Westoverledingen/Rhauderfehn - Im Alter von 94 Jahren ist die Rhauderfehnerin Ute Lange-Mechlen am 12. Februar gestorben. Selbstbestimmt, zielstrebig, streitbar und das Soziale immer im Blick – so wird die gebürtige Berlinerin, die von 1997 bis 2013 in Westoverledingen und dann bis zu ihrem Tod in Rhauderfehn gelebt hat, beschrieben.

Das Leben von Lange-Mechlen war sehr bewegt. So hat sie als Zeitzeugin im Geschichtsunterricht den Schülern auch im Oberledingerland über den Alltag im Nationalsozialismus berichtet. 23 Jahre lang hat sie sich zudem für den Rotary Club Overledingen-Rhauderfehn engagiert. „Unsere Aufgabe ist es, Soziales zu leisten und sozialschwachen Menschen zu helfen.“ Das hatte Ute Lange-Mechlen anlässlich des Festaktes zum zehnjährigen Bestehen des Rotary Clubs am 2. April 2011 gesagt.

Ehrenamtlich stark engagiert

Nach Auskunft der Westoverledinger Rechtsanwältin Christine Weisheit vom Rotary Club war Lange-Mechlen unter anderem Clubsekretärin, hat die Chronik des Rotary Clubs geschrieben und war viele Jahre lang für die Presse- und Öffentlichkeitsarbeit verantwortlich. „Ute hat zahlreiche Veranstaltungen mitorganisiert, unter anderem den Handwerkerpreis und die Osternesteraktion für den Leeraner Kinderschutzbund. Außerdem hat sie intensive Kontakte zum niederländischen Partnerclub Oosterwolde gepflegt“, sagte Weisheit.

Andreas Damke, Sprecher des Rotary Clubs Overledingen/Rhauderfehn, bezeichnete Lange-Mechlen als eine tolle Persönlichkeit, die sich immer wieder ehrenamtlich engagiert und für Rotary viel bewegt habe.
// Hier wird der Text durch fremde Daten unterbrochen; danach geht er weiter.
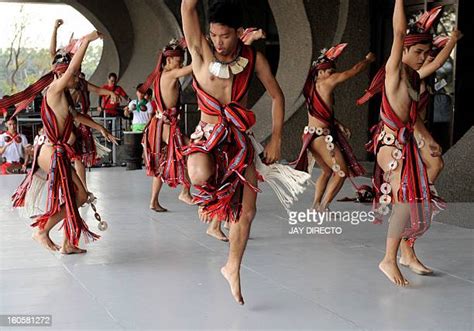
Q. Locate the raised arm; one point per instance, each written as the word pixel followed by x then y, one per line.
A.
pixel 394 62
pixel 54 37
pixel 195 40
pixel 272 151
pixel 340 77
pixel 75 64
pixel 430 68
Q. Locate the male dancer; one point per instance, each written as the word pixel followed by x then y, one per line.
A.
pixel 400 175
pixel 54 151
pixel 221 155
pixel 442 48
pixel 87 150
pixel 324 137
pixel 163 141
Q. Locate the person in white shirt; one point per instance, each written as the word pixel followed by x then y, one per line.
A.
pixel 13 148
pixel 142 111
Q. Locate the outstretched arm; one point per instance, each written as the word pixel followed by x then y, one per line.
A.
pixel 394 62
pixel 54 36
pixel 272 151
pixel 182 72
pixel 195 40
pixel 75 64
pixel 251 36
pixel 341 77
pixel 430 68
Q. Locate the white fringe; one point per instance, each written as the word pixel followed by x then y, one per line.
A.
pixel 285 181
pixel 100 149
pixel 35 196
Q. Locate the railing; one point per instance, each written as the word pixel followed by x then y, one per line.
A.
pixel 117 125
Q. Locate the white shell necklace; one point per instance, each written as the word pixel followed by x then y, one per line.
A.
pixel 223 69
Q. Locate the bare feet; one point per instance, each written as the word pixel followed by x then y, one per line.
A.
pixel 390 269
pixel 68 248
pixel 216 232
pixel 416 266
pixel 158 208
pixel 42 237
pixel 186 197
pixel 233 278
pixel 410 260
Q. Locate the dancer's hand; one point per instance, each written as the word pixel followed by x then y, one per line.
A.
pixel 109 136
pixel 272 151
pixel 58 23
pixel 93 36
pixel 345 130
pixel 257 35
pixel 370 57
pixel 435 149
pixel 456 35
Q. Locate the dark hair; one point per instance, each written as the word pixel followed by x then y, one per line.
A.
pixel 423 42
pixel 226 12
pixel 61 57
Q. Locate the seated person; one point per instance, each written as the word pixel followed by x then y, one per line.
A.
pixel 141 109
pixel 13 146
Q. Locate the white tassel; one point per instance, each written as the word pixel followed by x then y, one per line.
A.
pixel 100 149
pixel 285 181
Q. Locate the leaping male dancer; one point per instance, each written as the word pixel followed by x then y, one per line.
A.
pixel 88 150
pixel 221 156
pixel 163 141
pixel 324 139
pixel 400 176
pixel 54 151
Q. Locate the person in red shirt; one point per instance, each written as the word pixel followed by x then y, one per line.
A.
pixel 105 103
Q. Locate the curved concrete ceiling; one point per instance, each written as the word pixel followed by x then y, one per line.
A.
pixel 296 50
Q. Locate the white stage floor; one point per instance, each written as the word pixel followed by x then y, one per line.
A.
pixel 161 271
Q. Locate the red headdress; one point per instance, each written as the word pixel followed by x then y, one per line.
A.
pixel 246 34
pixel 174 48
pixel 438 44
pixel 328 58
pixel 60 64
pixel 420 31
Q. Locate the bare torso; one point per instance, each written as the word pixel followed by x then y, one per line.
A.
pixel 219 88
pixel 399 97
pixel 58 103
pixel 326 93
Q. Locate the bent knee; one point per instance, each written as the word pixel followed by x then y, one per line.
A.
pixel 199 176
pixel 248 214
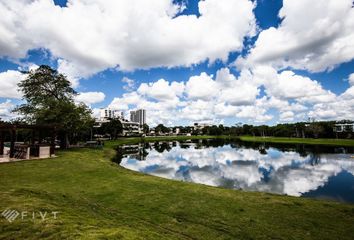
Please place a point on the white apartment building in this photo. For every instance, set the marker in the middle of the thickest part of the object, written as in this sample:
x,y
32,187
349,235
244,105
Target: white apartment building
x,y
138,116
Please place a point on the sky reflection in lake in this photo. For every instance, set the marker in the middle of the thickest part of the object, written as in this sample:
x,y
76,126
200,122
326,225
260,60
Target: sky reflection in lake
x,y
258,168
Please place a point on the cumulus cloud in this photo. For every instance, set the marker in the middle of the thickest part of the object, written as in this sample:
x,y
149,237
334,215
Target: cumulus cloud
x,y
129,84
161,90
96,35
8,83
90,98
315,38
5,110
351,79
287,97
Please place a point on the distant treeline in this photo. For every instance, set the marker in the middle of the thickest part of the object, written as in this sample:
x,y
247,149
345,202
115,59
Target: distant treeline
x,y
321,129
314,129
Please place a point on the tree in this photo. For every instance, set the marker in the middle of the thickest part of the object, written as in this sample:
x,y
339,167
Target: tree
x,y
50,100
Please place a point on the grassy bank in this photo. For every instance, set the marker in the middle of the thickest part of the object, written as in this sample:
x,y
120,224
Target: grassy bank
x,y
97,199
320,141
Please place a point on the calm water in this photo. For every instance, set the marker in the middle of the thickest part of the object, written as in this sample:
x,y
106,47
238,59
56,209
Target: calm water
x,y
296,170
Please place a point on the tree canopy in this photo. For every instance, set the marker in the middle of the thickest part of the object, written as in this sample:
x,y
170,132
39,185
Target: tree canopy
x,y
49,99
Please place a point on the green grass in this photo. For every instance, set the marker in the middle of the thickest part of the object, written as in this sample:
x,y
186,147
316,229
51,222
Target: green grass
x,y
320,141
99,200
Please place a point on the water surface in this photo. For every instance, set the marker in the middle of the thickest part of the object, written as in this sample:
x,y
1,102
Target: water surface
x,y
298,170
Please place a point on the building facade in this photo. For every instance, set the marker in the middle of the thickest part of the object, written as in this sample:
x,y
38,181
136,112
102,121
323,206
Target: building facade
x,y
138,116
343,127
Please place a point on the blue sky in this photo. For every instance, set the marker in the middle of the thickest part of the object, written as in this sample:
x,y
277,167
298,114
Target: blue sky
x,y
301,77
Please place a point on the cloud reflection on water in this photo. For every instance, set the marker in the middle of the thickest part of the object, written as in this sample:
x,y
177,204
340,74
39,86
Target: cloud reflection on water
x,y
275,171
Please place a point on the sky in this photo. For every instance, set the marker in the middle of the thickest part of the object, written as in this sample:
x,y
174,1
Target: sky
x,y
186,61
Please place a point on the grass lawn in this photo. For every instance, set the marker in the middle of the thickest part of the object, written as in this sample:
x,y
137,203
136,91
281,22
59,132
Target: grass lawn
x,y
320,141
97,199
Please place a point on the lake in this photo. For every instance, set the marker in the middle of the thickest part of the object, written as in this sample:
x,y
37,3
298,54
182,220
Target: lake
x,y
322,172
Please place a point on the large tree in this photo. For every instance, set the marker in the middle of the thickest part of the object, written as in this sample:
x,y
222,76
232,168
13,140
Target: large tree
x,y
49,99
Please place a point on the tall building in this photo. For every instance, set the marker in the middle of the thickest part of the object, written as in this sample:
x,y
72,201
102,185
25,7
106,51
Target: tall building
x,y
138,116
109,113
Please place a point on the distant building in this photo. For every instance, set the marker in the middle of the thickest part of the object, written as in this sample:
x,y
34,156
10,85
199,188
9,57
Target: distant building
x,y
107,113
343,127
200,126
138,116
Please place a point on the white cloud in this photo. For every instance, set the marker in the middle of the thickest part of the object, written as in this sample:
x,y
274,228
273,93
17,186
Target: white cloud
x,y
129,84
90,98
161,90
94,35
287,116
351,79
201,87
242,91
314,38
5,110
8,83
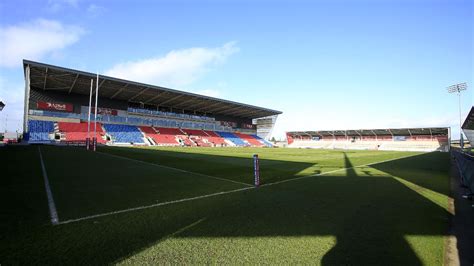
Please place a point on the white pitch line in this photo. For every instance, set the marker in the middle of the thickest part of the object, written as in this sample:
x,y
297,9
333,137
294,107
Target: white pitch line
x,y
176,169
52,207
154,205
218,193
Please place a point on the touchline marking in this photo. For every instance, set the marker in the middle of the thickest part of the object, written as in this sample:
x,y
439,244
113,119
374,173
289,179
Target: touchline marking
x,y
52,207
215,194
154,205
176,169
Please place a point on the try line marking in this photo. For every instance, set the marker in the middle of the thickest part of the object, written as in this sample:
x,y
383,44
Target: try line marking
x,y
176,169
218,193
52,207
Sie war eine kritische Begleiterin

Ute Lange-Mechlen wurde am 3. September 1928 in Berlin-Zehlendorf geboren. Ihr Abitur legte sie 1947 an der Mädchen-Oberschule Berlin-Lichterfelde ab. Schon da stand für sie fest, dass sie Journalistin werden wollte. Den Berufswunsch setzte sie mit dem Volontariat beim Ullstein-Kindlerverlag in Berlin um.

1953 heiratete sie, doch die Ehe wurde bereits nach vier Jahren geschieden. Ihren Sohn, der im Alter von 20 Jahren verstarb, zog Ute Lange-Mechlen alleine groß.

Nach Auskunft von Weisheit hatte sich Lange-Mechlen 2021 altersbedingt aus dem öffentlichen Leben zurückgezogen. „Sie war aber bis zuletzt eine kritische und engagierte Begleiterin aller rotarischen Aktivitäten, sie war immer politisch interessiert und bis zum Schluss geistig sehr fit“, sagte Weisheit.